Île de Gulangyu
"Le gamin qui jouait Chopin par la fenêtre ouverte ne savait pas que j'étais assis sur la digue en dessous de lui, défait."
Je suis arrivé sur le ferry de sept minutes depuis Xiamen avant les foules, ce qui sur Gulangyu signifie avant huit heures du matin. Le bateau a accosté et j’ai mis le pied sur une île sans voitures, sans motos, sans camions de livraison — rien à moteur excepté les embarcations de pêche qui travaillent encore le chenal. Le silence qui a remplacé tout cela n’était pas le silence du vide. C’était le silence de quelque chose de plus ancien et de plus intentionnel, et dans ce silence, presque aussitôt, a dérivé le son de quelqu’un qui pratiquait le piano quelque part dans les ruelles. Une gamme, répétée. Une phrase, arrêtée et reprise. Sur une île que l’ère coloniale a laissée à moitié inachevée, le piano est devenu l’héritage local. Gulangyu s’appelle parfois l’Île du Piano, et ce matin-là j’ai compris pourquoi d’une façon que la brochure n’avait pas tout à fait réussi à communiquer.
L’architecture coloniale ici n’est pas tant préservée qu’habitée, ce qui lui confère une qualité que la restauration muséale n’atteint jamais. Les marchands hollandais et britanniques ont construit leurs maisons de commerce et leurs consulats sur cette étroite bande de terre dans les années 1840, et les bâtiments ont été lentement digérés par la vie ultérieure de l’île. Les balcons en fer forgé portent à la fois du linge séchant et des pots de fleurs. Une façade baroque a une enseigne de boutique de nouilles peinte à la main boulonnée à sa base. Des bougainvillées grimpent en grandes coulées fuchsia sur des murs qui n’ont pas été repeints depuis des décennies. Marcher dans les ruelles — certaines à peine assez larges pour deux personnes qui se croisent — donnait moins l’impression de visiter un site patrimonial que d’errer dans une ville interrompue au milieu d’une phrase et qui a simplement continué.

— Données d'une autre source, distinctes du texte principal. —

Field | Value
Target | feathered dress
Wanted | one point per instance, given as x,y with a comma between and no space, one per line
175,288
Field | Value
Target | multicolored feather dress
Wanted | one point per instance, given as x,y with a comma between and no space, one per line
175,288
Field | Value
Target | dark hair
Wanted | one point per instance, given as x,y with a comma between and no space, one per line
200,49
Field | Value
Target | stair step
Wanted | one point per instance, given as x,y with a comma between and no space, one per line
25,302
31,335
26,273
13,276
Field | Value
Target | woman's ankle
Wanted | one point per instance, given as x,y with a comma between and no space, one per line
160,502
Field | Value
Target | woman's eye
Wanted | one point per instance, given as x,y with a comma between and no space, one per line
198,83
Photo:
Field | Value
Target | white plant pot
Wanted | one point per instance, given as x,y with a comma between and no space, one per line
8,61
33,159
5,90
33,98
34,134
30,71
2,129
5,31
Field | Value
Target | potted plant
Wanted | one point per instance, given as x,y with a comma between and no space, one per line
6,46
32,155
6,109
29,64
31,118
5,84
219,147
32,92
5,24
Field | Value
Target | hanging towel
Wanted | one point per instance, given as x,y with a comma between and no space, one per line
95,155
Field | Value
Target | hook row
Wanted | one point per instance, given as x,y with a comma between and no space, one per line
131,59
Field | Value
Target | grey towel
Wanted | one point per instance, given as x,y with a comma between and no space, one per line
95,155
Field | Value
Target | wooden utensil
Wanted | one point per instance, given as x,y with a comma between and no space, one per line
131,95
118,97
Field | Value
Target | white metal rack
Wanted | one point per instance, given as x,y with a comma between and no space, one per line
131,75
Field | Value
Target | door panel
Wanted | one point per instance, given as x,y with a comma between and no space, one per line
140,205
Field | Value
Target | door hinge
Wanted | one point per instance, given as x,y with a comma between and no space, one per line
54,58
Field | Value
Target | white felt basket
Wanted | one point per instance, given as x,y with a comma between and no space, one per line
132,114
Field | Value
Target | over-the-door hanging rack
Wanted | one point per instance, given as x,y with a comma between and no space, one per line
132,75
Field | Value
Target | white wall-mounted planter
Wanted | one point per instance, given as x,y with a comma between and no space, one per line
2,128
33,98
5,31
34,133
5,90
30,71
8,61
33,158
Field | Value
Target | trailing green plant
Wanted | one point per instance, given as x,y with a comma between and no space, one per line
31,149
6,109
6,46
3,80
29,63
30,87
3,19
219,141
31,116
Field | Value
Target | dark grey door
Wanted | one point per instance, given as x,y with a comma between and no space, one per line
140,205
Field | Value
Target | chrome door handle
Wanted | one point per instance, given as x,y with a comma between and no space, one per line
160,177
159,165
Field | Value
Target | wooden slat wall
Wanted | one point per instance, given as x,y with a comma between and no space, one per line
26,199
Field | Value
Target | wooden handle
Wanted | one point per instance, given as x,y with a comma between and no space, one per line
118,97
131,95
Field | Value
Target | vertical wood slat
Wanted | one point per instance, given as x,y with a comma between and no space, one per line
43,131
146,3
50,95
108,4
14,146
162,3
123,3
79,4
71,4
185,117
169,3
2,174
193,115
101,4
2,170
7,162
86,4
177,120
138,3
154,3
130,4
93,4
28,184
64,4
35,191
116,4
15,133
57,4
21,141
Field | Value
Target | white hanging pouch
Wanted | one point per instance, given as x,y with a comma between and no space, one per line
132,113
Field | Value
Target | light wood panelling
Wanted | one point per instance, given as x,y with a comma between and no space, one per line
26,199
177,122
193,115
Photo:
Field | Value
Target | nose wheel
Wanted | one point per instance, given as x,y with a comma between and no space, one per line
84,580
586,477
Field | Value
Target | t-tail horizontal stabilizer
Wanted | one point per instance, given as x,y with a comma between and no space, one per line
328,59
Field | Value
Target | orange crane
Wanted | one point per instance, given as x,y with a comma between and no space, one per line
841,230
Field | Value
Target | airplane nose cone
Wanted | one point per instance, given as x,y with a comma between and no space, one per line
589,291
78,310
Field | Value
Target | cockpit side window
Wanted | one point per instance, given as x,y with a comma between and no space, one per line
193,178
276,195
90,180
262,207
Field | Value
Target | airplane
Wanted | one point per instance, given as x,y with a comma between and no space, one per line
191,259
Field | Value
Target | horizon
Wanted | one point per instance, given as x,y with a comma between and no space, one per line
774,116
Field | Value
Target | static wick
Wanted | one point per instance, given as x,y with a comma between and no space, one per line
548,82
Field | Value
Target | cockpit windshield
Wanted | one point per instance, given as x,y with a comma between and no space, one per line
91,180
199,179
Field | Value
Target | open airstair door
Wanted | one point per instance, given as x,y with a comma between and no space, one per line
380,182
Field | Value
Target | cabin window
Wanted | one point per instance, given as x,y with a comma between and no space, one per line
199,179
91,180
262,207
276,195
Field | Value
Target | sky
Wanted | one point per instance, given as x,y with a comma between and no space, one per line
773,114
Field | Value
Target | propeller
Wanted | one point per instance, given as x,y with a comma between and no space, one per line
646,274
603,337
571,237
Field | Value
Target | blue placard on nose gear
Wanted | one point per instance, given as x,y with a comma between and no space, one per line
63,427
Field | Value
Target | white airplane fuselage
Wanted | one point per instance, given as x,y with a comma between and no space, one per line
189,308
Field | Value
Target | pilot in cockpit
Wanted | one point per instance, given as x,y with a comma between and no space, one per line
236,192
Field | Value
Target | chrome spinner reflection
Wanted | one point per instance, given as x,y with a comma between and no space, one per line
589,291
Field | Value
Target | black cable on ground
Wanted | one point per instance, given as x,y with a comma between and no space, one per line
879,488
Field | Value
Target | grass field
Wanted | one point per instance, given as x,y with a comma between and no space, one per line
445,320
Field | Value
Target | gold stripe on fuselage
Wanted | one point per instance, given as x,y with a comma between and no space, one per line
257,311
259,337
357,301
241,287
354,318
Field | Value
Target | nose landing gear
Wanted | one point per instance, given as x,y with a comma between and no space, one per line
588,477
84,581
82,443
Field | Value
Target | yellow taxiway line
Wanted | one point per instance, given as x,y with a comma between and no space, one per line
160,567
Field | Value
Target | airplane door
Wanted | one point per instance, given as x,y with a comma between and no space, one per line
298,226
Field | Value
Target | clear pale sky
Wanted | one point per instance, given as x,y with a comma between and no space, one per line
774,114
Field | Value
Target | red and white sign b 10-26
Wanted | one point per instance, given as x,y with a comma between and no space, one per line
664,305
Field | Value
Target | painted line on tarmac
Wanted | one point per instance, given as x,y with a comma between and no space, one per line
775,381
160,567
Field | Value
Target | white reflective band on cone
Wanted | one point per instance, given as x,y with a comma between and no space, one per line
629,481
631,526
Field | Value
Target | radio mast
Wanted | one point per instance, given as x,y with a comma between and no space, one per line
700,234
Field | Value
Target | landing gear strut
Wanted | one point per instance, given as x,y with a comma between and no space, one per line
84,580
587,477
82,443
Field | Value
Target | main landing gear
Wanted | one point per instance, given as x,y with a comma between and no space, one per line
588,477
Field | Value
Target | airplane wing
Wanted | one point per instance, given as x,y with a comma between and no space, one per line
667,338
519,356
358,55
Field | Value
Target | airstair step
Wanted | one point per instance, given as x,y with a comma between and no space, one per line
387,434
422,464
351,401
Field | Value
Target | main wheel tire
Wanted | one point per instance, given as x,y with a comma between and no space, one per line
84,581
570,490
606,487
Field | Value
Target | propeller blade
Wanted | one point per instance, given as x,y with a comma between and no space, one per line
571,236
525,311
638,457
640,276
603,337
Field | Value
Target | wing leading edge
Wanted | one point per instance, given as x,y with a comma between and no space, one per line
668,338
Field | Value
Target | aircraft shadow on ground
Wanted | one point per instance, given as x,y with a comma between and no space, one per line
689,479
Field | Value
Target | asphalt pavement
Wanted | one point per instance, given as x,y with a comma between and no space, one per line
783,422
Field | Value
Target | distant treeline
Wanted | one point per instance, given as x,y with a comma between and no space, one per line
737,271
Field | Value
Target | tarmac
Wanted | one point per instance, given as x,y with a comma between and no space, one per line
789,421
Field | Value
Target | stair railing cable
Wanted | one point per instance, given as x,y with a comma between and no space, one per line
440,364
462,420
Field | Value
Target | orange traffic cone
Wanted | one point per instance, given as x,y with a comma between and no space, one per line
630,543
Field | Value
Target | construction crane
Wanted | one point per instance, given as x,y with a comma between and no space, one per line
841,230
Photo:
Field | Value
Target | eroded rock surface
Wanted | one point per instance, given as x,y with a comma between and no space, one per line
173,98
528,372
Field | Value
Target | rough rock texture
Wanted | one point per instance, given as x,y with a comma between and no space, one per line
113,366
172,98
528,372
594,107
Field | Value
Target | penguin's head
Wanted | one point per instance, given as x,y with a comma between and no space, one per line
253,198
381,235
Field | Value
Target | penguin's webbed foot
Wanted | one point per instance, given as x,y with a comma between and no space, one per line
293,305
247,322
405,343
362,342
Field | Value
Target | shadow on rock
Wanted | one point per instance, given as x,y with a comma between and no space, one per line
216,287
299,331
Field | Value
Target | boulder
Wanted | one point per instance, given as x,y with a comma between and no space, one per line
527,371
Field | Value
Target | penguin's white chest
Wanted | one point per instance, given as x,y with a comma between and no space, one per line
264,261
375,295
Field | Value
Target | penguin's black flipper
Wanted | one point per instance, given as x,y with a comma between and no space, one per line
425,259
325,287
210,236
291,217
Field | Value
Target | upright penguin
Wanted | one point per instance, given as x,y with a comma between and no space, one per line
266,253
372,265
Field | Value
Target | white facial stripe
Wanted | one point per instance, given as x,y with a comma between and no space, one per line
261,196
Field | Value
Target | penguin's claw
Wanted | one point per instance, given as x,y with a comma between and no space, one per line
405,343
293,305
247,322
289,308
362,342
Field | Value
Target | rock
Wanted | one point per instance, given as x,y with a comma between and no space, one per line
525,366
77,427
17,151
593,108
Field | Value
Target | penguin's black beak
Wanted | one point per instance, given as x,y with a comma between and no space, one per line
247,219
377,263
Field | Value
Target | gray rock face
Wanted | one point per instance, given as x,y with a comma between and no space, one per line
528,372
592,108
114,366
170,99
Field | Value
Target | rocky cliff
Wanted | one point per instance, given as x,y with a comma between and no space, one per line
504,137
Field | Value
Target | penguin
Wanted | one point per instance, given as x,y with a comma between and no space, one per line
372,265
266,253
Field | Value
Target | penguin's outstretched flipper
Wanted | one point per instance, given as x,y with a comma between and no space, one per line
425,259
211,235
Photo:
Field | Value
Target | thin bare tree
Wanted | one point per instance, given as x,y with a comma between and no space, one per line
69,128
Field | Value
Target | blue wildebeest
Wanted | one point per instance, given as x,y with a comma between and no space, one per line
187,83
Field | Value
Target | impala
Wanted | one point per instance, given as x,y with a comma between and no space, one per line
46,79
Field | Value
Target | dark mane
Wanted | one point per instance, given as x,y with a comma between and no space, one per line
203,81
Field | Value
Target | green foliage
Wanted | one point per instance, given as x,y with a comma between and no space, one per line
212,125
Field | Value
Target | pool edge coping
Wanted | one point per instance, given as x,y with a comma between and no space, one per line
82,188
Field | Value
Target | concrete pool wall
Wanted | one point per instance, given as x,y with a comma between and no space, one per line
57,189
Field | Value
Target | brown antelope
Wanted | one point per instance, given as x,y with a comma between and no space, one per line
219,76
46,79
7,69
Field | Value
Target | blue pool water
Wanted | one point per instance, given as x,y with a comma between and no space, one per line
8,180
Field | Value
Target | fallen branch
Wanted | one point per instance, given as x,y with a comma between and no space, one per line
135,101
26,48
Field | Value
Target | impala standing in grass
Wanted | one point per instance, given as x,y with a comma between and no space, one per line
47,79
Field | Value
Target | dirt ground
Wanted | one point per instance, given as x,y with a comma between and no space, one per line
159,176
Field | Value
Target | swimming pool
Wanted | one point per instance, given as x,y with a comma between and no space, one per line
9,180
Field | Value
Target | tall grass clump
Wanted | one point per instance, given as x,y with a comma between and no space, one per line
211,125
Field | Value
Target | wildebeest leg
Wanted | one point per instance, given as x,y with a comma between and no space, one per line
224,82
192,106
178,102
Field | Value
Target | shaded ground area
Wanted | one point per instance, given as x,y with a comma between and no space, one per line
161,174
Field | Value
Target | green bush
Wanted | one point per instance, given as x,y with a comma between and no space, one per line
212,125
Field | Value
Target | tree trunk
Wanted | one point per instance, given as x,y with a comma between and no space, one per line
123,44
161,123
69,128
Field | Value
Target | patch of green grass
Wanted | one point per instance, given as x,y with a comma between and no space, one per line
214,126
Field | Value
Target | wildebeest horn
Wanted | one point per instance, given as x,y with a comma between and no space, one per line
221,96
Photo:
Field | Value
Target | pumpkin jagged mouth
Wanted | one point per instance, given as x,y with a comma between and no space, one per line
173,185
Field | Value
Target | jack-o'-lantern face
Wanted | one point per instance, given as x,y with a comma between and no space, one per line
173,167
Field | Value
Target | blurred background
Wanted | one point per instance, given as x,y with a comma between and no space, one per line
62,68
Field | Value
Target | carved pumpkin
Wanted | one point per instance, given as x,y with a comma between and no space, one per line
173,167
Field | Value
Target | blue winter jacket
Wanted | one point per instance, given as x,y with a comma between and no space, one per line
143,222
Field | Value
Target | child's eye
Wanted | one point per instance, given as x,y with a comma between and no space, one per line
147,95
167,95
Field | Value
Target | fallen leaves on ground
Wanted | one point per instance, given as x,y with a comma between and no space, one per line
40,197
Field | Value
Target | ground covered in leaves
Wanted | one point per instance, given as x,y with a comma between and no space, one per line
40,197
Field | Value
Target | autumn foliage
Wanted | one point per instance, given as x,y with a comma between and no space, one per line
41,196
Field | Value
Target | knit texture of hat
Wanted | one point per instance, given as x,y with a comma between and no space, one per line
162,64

La nourriture est meilleure aux étals près du terminal du ferry et dans les ruelles latérales de Longtou Road — avant que les boutiques de souvenirs ne s’emparent complètement des rez-de-chaussée. J’ai mangé des galettes d’huîtres frites croustillantes dans une poêle plate en fonte, l’intérieur moelleux et iodé portant cette douceur spécifique des huîtres du Fujian que j’ai passé des années à chercher ailleurs sans succès. Il y avait des nouilles de riz à la sauce aux cacahuètes si épaisse qu’elle bougeait à peine quand j’inclinais le bol, et de la gelée d’herbe dans un verre à un étal tenu par une femme qui était là depuis, à en juger par la patine de son équipement, plusieurs décennies. Elle ne m’a pas regardé quand elle me l’a tendu. Elle regardait le ferry.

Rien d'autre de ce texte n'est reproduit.